Marketing in recent years has evolved to embrace everything from voice search and chatbots to augmented reality, virtual reality, AI, machine learning technology, non fungible tokens, decentralised autonomous organisations, the blockchain and cryptocurrency. But with every new technology trend, brands must ask themselves the question — is this helping my end customer?

Over 7 million people have visited Nikeland, the brand’s metaverse superplex built on Roblox

Artificial Intelligence, AR, VR, Chatbots, the Metaverse, NFTs, livestreaming, IoT — brands have experimented with every new trend, investing millions of dollars pursuing the latest marketing or technology gimmick to drive marketing results. Businesses have emerged with questions: Does this new technology get past novelty and entertainment value to provide real value to customers and businesses? Does it change the way customers evaluate my brand? Do the sales or customer engagement justify the investment? We’re looking at three common pitfalls to avoid along the way.

The Age of Assistance: Is your technology making the brand experience more helpful?

Google research shows that being helpful has a positive impact on purchase and recommendation, yet less than one-third of brand experiences are described as helpful. The challenge we face as an industry is shifting the focus from our brand to putting the customer at the center of our strategy, and committing to measuring our marketing based on the true value our customers have on our business.
Google’s recent campaign for Search aimed to increase app usage and drive new downloads. To achieve their marketing goals, the team at Google surfaced different creatives based on where you were and what you were likely to be interested in. Experimenting with 150 variations, the ads reached more than 80 million consumers and achieved an 85% increase in app usage, which was six times more efficient than standard ads.

For marketers, the learning is simple, it doesn’t matter whether you’re using AR or VR or chatbots or NFTs. We need better data on what consumers need, and find a way to use this data to create a personalised brand experience that’s actually helpful to end customers.

Loyalty, not views: Is your new marketing tech focused on improving loyalty, not views?

For modern marketers enticed by the promise of big numbers — millions if not billions of views, more engagement begs the question — does any of this result in more business? Recent experiments from publishers, especially when it came to video proved that millions of views didn’t always translate to new business. Viral content that hit all the metrics for optimisation, with billions of people consuming videos, often had negligible impact on actual conversions for the brand.

Recovering from the pressure of creating endless SEO-optimised content for bots, not people, news bigwigs like NBC and MSNBC have shifted focus to creating better content — whether or not the social algorithm likes it. Building for loyalty and engagement is not an easy road, nor a short one. But they’ve committed to a strategy of doing what they believe is important in the long-run, to build audience loyalty. For companies this means committing drive and resources to dream big and think longer term. The pursuit of loyalty as the foundation for building and scaling a good business, and create engagement for every potential customer.

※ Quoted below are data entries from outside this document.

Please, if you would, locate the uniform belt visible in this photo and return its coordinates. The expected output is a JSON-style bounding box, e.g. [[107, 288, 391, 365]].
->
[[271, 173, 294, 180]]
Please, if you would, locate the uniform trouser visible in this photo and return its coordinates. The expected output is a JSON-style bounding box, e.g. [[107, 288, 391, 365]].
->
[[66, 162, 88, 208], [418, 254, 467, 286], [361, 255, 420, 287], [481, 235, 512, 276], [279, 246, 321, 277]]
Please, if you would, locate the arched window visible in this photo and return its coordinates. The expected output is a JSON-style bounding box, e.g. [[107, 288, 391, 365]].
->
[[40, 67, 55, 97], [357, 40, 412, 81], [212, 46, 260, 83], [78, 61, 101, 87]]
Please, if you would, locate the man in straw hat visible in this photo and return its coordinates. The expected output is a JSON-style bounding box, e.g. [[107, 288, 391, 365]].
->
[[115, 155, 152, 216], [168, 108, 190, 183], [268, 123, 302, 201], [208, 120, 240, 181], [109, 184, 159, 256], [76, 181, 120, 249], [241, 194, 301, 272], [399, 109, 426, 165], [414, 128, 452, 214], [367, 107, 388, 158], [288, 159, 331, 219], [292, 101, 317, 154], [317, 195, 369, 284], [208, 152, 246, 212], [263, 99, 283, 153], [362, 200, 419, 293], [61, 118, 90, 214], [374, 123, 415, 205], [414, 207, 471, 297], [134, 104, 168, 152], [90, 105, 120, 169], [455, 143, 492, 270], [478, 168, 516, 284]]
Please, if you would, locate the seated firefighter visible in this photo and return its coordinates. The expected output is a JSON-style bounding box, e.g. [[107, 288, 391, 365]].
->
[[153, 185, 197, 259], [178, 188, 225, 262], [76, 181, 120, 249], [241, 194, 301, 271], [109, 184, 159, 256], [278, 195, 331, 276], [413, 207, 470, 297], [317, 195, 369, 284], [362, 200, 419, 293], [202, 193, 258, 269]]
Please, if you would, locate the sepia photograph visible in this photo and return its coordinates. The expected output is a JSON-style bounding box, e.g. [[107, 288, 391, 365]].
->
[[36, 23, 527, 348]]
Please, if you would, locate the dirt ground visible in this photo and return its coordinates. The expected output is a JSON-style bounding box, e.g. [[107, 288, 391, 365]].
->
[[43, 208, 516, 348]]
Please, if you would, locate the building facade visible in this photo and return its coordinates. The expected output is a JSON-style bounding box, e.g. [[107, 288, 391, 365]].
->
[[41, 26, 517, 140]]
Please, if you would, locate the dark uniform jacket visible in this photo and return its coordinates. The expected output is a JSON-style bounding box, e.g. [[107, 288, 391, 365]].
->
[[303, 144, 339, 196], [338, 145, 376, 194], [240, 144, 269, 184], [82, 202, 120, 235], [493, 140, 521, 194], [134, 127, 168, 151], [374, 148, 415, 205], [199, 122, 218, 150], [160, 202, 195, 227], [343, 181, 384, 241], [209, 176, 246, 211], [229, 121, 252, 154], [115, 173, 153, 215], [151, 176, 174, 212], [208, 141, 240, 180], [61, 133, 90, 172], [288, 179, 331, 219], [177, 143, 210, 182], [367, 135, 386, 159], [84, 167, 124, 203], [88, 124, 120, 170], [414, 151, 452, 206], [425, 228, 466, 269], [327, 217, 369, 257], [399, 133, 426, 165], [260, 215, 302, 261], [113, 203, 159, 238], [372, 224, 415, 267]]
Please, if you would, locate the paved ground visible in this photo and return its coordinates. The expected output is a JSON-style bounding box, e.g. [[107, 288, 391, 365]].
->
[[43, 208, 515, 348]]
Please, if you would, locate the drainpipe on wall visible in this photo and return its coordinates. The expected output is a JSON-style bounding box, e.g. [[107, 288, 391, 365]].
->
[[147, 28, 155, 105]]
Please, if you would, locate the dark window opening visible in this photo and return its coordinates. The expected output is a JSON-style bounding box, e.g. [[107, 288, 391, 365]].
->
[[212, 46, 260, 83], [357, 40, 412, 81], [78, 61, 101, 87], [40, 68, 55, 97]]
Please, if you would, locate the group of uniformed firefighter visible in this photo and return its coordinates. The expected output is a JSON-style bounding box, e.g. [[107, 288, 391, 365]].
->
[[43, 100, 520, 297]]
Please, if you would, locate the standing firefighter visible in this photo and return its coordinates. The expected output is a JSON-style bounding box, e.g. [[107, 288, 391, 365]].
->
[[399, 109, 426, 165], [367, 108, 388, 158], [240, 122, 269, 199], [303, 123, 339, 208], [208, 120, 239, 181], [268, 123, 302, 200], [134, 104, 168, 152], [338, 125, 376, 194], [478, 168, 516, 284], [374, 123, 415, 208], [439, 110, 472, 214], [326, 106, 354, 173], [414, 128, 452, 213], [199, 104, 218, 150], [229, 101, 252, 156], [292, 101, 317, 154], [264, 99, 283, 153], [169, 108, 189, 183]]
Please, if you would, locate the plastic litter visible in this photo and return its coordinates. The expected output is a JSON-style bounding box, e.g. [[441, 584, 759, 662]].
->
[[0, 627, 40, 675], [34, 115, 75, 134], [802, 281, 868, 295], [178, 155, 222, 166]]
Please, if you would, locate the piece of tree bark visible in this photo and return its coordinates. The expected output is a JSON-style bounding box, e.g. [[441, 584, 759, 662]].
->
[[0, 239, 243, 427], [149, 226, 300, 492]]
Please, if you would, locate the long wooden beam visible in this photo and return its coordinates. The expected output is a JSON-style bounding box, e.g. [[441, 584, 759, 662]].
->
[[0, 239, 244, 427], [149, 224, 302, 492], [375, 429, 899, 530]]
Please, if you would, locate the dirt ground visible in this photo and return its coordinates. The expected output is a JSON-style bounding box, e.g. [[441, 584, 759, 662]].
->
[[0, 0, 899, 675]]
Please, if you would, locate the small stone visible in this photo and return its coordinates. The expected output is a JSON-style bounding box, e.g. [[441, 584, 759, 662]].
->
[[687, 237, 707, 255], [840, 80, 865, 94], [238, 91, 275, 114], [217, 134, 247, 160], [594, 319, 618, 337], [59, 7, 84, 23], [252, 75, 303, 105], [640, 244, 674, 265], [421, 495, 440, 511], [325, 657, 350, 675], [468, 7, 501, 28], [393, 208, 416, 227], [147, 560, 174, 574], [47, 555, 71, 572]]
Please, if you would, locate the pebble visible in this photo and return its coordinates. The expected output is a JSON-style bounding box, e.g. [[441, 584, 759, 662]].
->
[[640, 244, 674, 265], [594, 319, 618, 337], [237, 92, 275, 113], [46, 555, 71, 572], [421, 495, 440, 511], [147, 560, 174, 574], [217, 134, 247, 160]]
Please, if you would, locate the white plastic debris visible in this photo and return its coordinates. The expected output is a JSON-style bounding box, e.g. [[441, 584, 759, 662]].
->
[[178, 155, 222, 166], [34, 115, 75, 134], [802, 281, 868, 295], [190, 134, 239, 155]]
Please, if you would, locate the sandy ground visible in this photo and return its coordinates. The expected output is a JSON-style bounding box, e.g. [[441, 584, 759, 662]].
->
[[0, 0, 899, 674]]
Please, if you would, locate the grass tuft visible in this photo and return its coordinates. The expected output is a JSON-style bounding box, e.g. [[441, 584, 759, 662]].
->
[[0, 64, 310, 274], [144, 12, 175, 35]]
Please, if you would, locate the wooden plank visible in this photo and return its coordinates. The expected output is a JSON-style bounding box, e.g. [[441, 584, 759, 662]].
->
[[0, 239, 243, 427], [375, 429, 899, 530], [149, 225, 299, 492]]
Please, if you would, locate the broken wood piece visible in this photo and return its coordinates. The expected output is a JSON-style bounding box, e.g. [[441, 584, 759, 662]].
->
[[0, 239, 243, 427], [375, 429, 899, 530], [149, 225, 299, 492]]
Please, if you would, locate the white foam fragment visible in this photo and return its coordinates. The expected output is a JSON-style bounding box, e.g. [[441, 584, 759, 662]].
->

The Age of Martech: Is your technology chasing the wrong data or shiny objects?

Martech is a $122 billion industry that’s growing by 22% year over year; 70% of CMOs are increasing their investments in it. The industry is overwhelmed by a bevy of marketing companies selling new technology to understand their customers better or to create user profiles or generate new leads, or platforms to extract customer insights. Before jumping on the bandwagon, brands must consider whether the data or answers that emerge from new technologies actually alter their decisions? And if so, whether the benefits exceed the cost of implementing new technologies? The shiny new object syndrome impacts businesses that sign on for new intriguing third-party technology, regardless of whether those tools will resolve brand challenges. From new customer segmentation applications (commonly called customer profiles or personas), machine learning and AI tools, performance can vary widely across uses, industries, and even time, making the actual results hard to quantify.

In the age of over-saturated social media, experience suggests that for any new tech-based marketing initiative, brands that shift focus towards creating a helpful, loyalty-driven experience along with the organisational structure to deploy and nurture their campaign from idea to fruition are likely to deliver more lasting impact.